Well i'm not really a keeper, so i cant comment for them, but i agree that the science behind it is important. I'd love there to be more scientifically oriented discussions on here. 

I'm always finding stuff i want to share, but most people care more about herpetoculture, rather than the scientific side.


----------



## Caz (May 24, 2007)

I Love Reptiles said:


> Oh forget it!
> 
> I'm quitting the forums!
> 
> ...


I'm sorry if my post was a tad sarcastic. Last thing i'd want to do is put off a 13 year old herper.
It's just when dealing with scientific terminology spelling is important.
: victory:


----------



## sallyconyers (Mar 21, 2008)

Sorry to be a clever know it all but there is scientific proof that historic crocidilia actually became warm blooded and then due to there hunting strategies actually reversed back to being cold blooded! Crocodilia also were the firtst species to evolve a 4 chambered heart so should therefore be classified on their own and not with reptiles!!!


----------



## Rikki (Mar 27, 2007)

sallyconyers said:


> Sorry to be a clever know it all but there is scientific proof that historic crocidilia actually became warm blooded and then due to there hunting strategies actually reversed back to being cold blooded! Crocodilia also were the firtst species to evolve a 4 chambered heart so should therefore be classified on their own and not with reptiles!!!
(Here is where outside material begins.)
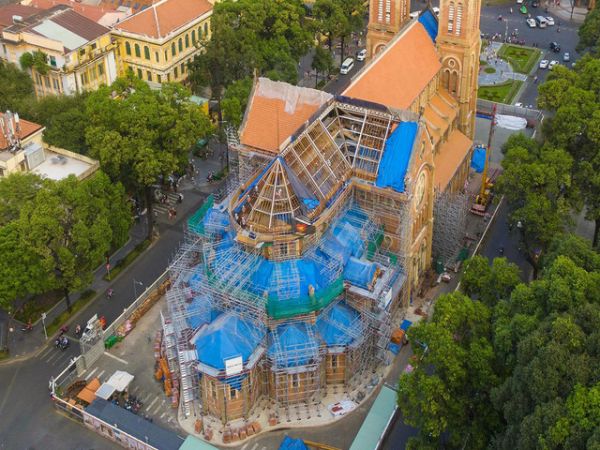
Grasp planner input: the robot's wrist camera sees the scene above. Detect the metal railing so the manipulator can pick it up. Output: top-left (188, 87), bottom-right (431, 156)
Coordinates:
top-left (104, 270), bottom-right (169, 340)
I'm aware of evidence suggesting the secondary evolution of ectothermy in Crocodilia, but i would like to see the evidence suggesting the exclusion of Crocodilia from Reptilia. This contradicts the common concensus that Reptilia is a paraphyletic grouping due to the exclusion of Aves.


----------



## Tehanu (Nov 12, 2006)

There's lots of new thinking that suggests Crocodilia and Chelonia are not within the Reptilia...


----------



## Rikki (Mar 27, 2007)

Saedcantas said:


> There's lots of new thinking that suggests Crocodilia and Chelonia are not within the Reptilia...


I don't doubt there's ideas, there's always new paradigms in taxonomy, but i would really like to see some literature to suggest it. It would be interesting to see what reasons were given to alter the current perception.


----------